PPTArena: A Benchmark for Agentic PowerPoint Editing

Abstract

We introduce PPTArena, a benchmark for PowerPoint editing that measures reliable modifications to real slides under natural-language instructions. In contrast to image-PDF renderings or text-to-slide generation, PPTArena focuses on in-place editing across 100 decks, 2125 slides, and over 800 targeted edits covering text, charts, tables, animations, and master-level styles. Each case includes a ground-truth deck, a fully specified target outcome, and a dual VLM-as-judge pipeline that separately scores instruction following and visual quality using both structural diffs and slide images.

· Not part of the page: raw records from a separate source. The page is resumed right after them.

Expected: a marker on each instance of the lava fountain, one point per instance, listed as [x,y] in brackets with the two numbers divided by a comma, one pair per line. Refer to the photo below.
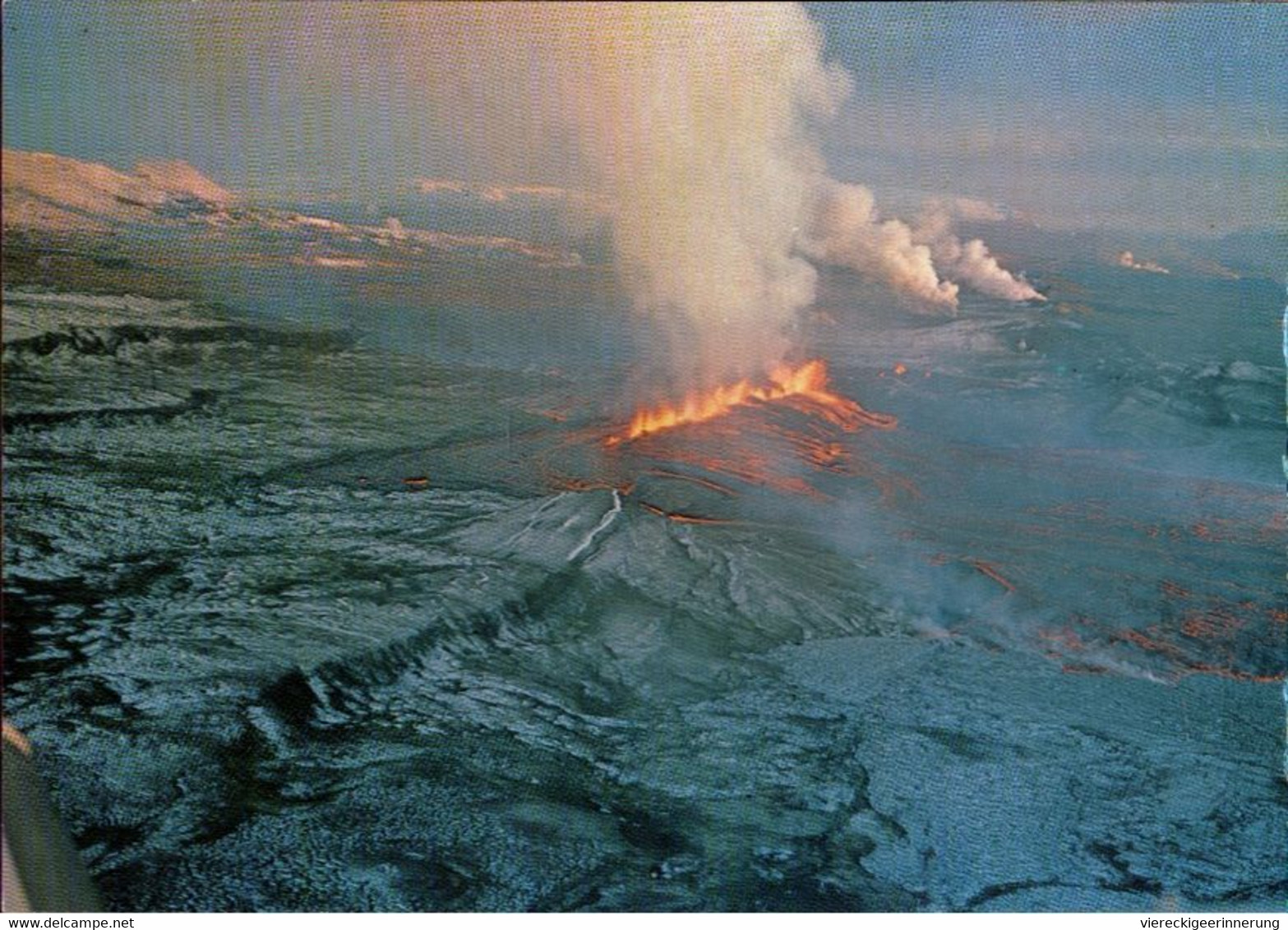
[806,385]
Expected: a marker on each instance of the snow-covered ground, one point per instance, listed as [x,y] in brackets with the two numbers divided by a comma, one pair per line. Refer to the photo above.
[321,607]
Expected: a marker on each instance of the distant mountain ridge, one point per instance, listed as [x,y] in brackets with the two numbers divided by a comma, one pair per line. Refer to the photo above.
[57,193]
[54,193]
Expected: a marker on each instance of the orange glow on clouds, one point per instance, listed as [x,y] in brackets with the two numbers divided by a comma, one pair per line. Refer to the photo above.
[806,384]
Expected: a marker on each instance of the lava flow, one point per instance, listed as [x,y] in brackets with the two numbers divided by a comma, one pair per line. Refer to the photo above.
[806,384]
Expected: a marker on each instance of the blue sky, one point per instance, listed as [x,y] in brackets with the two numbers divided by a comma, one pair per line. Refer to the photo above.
[1165,117]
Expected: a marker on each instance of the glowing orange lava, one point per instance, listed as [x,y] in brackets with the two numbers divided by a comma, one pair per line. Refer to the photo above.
[806,384]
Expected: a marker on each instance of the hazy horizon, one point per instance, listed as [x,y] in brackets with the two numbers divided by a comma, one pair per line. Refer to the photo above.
[1162,119]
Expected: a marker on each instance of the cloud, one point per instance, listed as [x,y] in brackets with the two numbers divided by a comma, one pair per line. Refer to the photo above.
[849,232]
[972,263]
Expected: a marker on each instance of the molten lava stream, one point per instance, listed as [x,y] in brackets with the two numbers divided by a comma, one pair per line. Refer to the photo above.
[806,384]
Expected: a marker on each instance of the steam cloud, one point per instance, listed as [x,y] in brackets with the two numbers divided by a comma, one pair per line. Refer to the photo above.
[695,128]
[699,122]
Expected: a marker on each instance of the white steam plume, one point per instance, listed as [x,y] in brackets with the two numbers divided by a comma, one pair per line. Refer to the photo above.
[695,125]
[972,262]
[847,231]
[699,122]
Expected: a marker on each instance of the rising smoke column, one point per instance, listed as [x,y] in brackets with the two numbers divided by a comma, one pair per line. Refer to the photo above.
[699,122]
[970,262]
[695,127]
[847,231]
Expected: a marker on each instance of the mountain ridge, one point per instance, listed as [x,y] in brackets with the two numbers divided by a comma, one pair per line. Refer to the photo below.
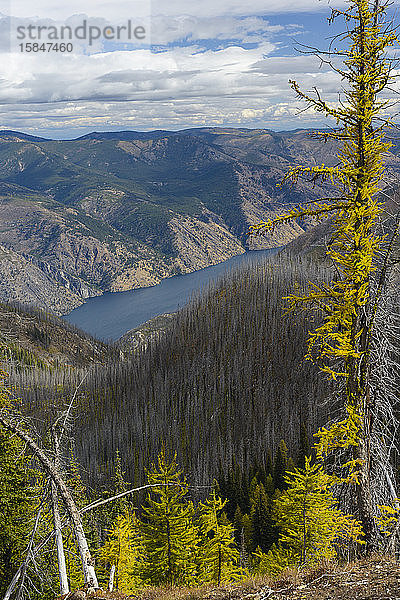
[116,211]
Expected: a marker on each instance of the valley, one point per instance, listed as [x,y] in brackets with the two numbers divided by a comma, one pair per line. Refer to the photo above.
[112,212]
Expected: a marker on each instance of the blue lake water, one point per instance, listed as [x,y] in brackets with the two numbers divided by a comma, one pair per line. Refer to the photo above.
[109,316]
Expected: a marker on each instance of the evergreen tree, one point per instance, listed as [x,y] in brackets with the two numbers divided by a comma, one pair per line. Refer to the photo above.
[311,524]
[218,557]
[124,549]
[280,465]
[17,506]
[169,536]
[347,346]
[264,531]
[305,447]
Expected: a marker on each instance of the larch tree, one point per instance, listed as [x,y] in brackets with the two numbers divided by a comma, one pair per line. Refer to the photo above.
[124,550]
[217,557]
[167,525]
[310,521]
[343,345]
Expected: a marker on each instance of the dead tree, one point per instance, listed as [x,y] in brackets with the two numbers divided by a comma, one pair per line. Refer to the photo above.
[54,474]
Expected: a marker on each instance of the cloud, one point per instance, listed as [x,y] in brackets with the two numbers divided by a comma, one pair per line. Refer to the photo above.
[129,8]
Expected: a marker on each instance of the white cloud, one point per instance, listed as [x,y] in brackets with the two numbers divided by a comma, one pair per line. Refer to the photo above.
[129,8]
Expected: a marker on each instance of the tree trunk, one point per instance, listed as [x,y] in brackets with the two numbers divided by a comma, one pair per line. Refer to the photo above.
[111,580]
[62,567]
[51,470]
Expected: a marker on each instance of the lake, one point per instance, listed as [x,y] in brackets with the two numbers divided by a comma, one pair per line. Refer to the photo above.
[109,316]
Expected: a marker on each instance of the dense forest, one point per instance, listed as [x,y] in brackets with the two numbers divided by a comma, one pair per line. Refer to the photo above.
[223,388]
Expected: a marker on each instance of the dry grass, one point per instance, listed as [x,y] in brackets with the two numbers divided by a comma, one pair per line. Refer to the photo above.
[377,578]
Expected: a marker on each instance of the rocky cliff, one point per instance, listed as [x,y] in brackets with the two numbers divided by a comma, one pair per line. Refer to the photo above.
[113,212]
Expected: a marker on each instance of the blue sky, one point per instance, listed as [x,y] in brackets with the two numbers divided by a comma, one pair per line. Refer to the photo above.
[205,63]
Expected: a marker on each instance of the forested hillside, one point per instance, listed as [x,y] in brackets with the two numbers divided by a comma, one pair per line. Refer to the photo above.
[223,388]
[119,211]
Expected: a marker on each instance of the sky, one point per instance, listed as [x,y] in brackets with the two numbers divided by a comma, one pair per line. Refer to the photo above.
[202,63]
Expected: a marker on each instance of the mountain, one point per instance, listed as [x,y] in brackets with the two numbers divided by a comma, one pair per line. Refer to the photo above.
[31,338]
[221,382]
[123,210]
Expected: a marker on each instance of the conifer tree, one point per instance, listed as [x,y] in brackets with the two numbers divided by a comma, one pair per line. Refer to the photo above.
[342,347]
[218,557]
[17,505]
[280,465]
[169,536]
[311,524]
[124,549]
[264,531]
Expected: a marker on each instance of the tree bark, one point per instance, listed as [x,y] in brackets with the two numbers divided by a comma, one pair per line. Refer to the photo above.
[62,567]
[111,580]
[51,470]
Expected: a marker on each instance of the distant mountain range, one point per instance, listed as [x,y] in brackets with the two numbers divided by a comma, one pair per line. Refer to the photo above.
[122,210]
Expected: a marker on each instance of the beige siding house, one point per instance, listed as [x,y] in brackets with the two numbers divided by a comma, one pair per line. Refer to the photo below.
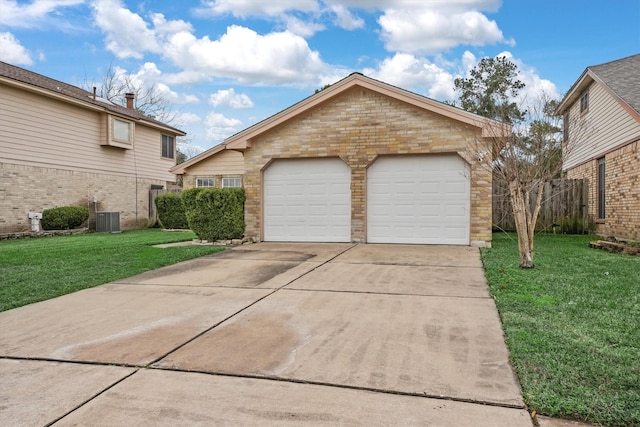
[601,143]
[61,146]
[363,161]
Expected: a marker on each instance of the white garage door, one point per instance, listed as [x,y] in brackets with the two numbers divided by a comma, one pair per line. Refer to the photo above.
[307,200]
[418,199]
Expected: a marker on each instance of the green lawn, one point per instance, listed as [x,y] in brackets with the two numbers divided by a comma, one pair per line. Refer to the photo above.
[572,325]
[34,270]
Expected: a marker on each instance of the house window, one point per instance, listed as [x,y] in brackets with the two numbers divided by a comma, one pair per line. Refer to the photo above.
[232,182]
[205,182]
[121,130]
[168,148]
[601,187]
[584,101]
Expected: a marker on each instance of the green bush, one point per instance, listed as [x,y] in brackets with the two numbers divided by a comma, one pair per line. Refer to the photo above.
[64,217]
[171,212]
[215,213]
[195,218]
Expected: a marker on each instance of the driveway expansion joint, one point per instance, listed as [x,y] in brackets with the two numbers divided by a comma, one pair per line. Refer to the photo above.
[342,386]
[389,293]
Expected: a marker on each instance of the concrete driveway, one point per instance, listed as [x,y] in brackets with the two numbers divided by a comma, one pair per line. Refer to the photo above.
[269,334]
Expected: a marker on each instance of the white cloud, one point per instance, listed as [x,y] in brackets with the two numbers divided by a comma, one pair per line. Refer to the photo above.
[536,88]
[419,74]
[12,51]
[433,31]
[300,27]
[229,98]
[163,26]
[188,119]
[251,58]
[436,79]
[220,127]
[245,8]
[14,14]
[345,19]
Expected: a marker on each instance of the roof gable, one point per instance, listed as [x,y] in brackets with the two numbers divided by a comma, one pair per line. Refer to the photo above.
[490,128]
[37,82]
[240,141]
[621,78]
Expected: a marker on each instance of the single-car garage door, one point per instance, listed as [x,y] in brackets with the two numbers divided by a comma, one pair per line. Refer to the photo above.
[418,199]
[307,200]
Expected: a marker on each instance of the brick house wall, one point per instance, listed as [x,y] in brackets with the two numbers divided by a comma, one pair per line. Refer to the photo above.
[358,125]
[622,191]
[25,188]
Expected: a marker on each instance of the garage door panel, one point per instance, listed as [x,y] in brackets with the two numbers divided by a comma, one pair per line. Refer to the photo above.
[418,199]
[307,200]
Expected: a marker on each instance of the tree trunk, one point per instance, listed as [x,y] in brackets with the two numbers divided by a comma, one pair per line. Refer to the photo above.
[522,216]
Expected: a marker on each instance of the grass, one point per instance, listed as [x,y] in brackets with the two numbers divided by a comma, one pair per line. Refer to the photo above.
[572,325]
[34,270]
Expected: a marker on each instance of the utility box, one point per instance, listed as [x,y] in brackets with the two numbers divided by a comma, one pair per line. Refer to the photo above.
[108,222]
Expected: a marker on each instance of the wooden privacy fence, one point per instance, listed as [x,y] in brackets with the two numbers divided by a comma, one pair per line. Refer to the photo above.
[564,207]
[153,211]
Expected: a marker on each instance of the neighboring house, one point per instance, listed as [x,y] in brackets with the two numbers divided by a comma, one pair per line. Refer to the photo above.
[601,142]
[62,146]
[361,161]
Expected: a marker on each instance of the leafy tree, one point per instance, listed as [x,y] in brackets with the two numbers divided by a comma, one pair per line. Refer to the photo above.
[531,155]
[491,89]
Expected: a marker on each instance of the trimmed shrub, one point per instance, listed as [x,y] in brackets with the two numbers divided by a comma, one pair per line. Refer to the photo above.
[171,212]
[215,213]
[64,217]
[195,218]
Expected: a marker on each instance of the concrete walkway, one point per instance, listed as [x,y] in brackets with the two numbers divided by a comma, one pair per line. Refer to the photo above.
[269,334]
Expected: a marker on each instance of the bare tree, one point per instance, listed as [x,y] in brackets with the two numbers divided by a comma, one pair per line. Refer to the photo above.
[531,155]
[149,99]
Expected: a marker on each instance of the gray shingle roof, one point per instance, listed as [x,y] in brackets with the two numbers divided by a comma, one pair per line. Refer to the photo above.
[38,80]
[623,78]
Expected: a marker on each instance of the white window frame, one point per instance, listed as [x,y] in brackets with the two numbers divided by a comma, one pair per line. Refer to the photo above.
[121,130]
[173,146]
[208,179]
[227,180]
[584,101]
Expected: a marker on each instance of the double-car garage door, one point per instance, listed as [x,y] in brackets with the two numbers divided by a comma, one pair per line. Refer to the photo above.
[419,199]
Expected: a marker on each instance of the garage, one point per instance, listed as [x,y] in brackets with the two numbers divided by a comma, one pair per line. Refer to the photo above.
[307,200]
[419,199]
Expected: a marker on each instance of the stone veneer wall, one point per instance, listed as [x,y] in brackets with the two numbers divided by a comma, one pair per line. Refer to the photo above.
[30,188]
[622,192]
[358,126]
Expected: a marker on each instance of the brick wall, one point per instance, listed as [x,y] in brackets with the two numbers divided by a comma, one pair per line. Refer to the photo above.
[358,126]
[622,192]
[29,188]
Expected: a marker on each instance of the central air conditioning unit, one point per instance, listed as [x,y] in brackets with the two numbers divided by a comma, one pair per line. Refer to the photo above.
[108,222]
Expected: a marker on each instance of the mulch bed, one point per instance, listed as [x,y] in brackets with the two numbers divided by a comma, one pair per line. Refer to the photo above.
[616,246]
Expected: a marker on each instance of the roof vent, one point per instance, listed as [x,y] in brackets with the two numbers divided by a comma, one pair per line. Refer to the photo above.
[129,96]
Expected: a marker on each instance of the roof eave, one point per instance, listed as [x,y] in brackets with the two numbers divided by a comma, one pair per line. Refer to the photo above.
[240,141]
[586,78]
[88,104]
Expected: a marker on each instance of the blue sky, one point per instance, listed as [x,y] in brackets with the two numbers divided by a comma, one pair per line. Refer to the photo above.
[226,64]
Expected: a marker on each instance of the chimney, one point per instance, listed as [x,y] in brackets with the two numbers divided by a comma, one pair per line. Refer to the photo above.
[130,97]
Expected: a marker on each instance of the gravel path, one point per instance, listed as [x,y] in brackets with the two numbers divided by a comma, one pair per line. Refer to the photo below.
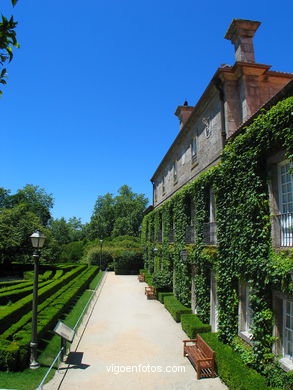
[127,332]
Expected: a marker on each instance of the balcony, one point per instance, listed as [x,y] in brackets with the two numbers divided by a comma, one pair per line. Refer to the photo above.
[282,226]
[210,233]
[190,234]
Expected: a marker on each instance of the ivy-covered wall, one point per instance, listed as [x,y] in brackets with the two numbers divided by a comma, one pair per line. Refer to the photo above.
[244,249]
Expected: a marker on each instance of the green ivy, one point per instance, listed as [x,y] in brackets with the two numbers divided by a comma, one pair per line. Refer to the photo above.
[243,231]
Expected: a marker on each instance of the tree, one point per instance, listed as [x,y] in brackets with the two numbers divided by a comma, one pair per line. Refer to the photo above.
[7,42]
[16,226]
[117,216]
[36,199]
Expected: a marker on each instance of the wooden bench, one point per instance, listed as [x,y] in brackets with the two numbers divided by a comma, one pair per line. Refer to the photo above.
[150,292]
[141,277]
[201,356]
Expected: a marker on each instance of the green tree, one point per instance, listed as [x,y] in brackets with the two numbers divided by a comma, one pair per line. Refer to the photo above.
[117,216]
[16,226]
[36,199]
[7,42]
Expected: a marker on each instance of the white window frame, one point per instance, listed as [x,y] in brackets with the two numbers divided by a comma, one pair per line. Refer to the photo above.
[245,316]
[175,172]
[194,149]
[286,222]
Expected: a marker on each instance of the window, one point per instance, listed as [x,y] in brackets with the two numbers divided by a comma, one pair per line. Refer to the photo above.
[175,178]
[285,184]
[288,329]
[245,313]
[193,150]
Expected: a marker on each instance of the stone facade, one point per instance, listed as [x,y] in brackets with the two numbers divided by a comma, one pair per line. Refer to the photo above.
[233,95]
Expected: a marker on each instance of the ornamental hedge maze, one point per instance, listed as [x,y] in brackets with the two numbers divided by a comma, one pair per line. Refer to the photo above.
[59,286]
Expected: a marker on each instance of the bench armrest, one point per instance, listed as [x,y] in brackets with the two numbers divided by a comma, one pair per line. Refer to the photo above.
[189,341]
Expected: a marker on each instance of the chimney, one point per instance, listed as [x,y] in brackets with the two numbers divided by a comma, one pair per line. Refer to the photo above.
[183,113]
[241,33]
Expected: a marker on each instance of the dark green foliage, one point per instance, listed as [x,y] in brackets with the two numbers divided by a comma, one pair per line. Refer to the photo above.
[72,252]
[162,294]
[191,324]
[119,215]
[243,231]
[175,308]
[231,368]
[15,353]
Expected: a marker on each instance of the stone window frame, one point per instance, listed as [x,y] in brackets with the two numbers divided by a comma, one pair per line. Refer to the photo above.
[175,172]
[245,313]
[274,163]
[279,302]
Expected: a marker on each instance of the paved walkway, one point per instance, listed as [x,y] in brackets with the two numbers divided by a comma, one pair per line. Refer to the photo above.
[126,329]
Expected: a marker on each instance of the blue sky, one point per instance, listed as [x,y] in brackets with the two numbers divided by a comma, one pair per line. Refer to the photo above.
[92,92]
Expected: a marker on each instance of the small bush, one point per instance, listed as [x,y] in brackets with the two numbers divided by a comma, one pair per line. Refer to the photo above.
[175,308]
[192,325]
[231,369]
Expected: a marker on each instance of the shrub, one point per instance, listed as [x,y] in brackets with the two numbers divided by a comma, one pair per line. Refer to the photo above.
[162,294]
[163,279]
[175,308]
[72,252]
[192,325]
[127,262]
[231,369]
[95,255]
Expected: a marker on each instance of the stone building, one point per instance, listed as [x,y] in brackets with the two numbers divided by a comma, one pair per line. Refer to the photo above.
[233,95]
[231,102]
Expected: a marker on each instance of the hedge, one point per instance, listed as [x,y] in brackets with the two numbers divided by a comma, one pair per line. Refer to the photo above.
[191,324]
[175,308]
[127,262]
[14,354]
[13,313]
[232,370]
[162,294]
[17,294]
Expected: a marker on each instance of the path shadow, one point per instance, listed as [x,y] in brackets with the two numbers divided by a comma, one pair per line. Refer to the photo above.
[74,359]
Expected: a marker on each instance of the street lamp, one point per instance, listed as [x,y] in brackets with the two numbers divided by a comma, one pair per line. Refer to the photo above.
[101,246]
[38,240]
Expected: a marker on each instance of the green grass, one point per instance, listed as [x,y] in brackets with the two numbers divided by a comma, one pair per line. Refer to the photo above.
[30,379]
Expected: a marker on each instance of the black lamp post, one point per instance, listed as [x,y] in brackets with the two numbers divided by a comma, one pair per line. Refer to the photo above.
[38,240]
[101,246]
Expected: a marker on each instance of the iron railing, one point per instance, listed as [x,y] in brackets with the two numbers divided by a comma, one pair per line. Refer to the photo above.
[190,234]
[210,233]
[283,227]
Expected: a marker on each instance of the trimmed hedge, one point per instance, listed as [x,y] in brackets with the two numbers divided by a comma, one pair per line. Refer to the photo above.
[127,262]
[17,294]
[13,313]
[163,294]
[232,370]
[191,324]
[14,354]
[175,308]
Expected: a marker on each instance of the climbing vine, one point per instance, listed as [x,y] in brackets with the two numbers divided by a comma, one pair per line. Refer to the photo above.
[243,231]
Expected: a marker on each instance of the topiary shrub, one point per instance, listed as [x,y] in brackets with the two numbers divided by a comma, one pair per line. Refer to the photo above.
[95,256]
[127,262]
[162,294]
[163,279]
[231,369]
[175,308]
[192,325]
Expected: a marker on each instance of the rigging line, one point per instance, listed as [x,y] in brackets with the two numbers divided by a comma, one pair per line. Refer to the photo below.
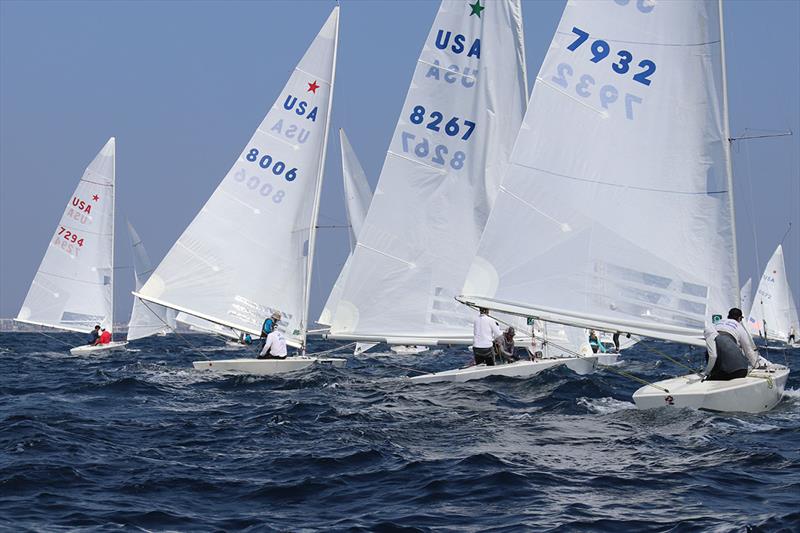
[665,356]
[604,367]
[333,349]
[787,233]
[750,208]
[175,331]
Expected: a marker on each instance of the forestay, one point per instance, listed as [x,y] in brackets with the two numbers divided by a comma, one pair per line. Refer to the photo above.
[439,179]
[620,177]
[204,326]
[247,253]
[358,196]
[146,318]
[72,289]
[774,303]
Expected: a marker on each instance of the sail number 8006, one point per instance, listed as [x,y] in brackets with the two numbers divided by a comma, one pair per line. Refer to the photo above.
[266,162]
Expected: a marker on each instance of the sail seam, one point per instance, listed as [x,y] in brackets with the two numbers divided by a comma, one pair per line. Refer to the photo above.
[619,185]
[326,82]
[544,82]
[412,265]
[676,45]
[447,69]
[441,170]
[67,278]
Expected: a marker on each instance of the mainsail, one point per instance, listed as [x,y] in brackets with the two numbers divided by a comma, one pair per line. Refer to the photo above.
[73,288]
[146,318]
[746,296]
[249,251]
[357,195]
[773,304]
[439,179]
[621,177]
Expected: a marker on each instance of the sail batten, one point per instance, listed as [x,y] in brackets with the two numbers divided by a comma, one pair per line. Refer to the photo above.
[246,253]
[620,175]
[73,286]
[439,179]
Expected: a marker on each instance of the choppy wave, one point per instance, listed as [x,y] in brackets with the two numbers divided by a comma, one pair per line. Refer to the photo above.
[138,440]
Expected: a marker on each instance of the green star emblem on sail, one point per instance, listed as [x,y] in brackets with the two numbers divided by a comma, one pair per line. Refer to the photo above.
[476,8]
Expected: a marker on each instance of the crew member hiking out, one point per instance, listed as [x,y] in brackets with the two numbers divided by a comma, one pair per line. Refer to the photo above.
[94,335]
[731,350]
[504,346]
[268,326]
[274,347]
[484,331]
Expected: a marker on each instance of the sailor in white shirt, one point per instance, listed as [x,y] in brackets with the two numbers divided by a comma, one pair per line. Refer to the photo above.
[274,347]
[484,331]
[731,350]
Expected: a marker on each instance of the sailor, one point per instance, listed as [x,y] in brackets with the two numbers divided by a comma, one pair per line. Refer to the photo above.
[731,349]
[593,341]
[105,337]
[94,335]
[615,338]
[504,346]
[274,347]
[484,331]
[269,325]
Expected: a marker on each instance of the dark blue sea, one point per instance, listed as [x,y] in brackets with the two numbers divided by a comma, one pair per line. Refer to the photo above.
[137,441]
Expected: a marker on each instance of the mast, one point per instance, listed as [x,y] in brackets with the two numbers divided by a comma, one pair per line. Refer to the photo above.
[727,150]
[315,208]
[113,217]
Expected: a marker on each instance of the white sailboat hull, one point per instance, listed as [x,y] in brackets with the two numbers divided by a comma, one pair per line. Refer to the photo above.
[519,369]
[760,391]
[89,349]
[408,350]
[266,367]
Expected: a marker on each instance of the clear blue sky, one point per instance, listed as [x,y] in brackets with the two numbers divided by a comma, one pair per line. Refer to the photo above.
[182,85]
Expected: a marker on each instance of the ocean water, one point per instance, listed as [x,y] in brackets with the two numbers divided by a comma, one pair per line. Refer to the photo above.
[137,441]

Building on this setting, we propose PPTPilot, a structure-aware slide-editing agent that plans semantic edit sequences, routes between high-level programmatic tools and deterministic XML operations for precise control, and verifies outputs through an iterative plan-edit-check loop against task-specific constraints. In our experiments, PPTPilot outperforms strong proprietary agents and frontier VLM systems by over 10 percentage points on compound, layout-sensitive, and cross-slide edits, with particularly large gains in visual fidelity and deck-wide consistency.

Features

Agentic Editing: Edit PowerPoint presentations using natural language instructions.
Dual-View Evaluation: Compare "Original" vs "Ground Truth" slides side-by-side.
Iterative Refinement: The agent plans, executes, and verifies edits in a loop.
Multi-Modal Judge: Automated evaluation using VLM-as-a-judge for both instruction following and visual quality.
Comprehensive Benchmark: Covers diverse tasks including text editing, chart manipulation, layout adjustments, and image handling.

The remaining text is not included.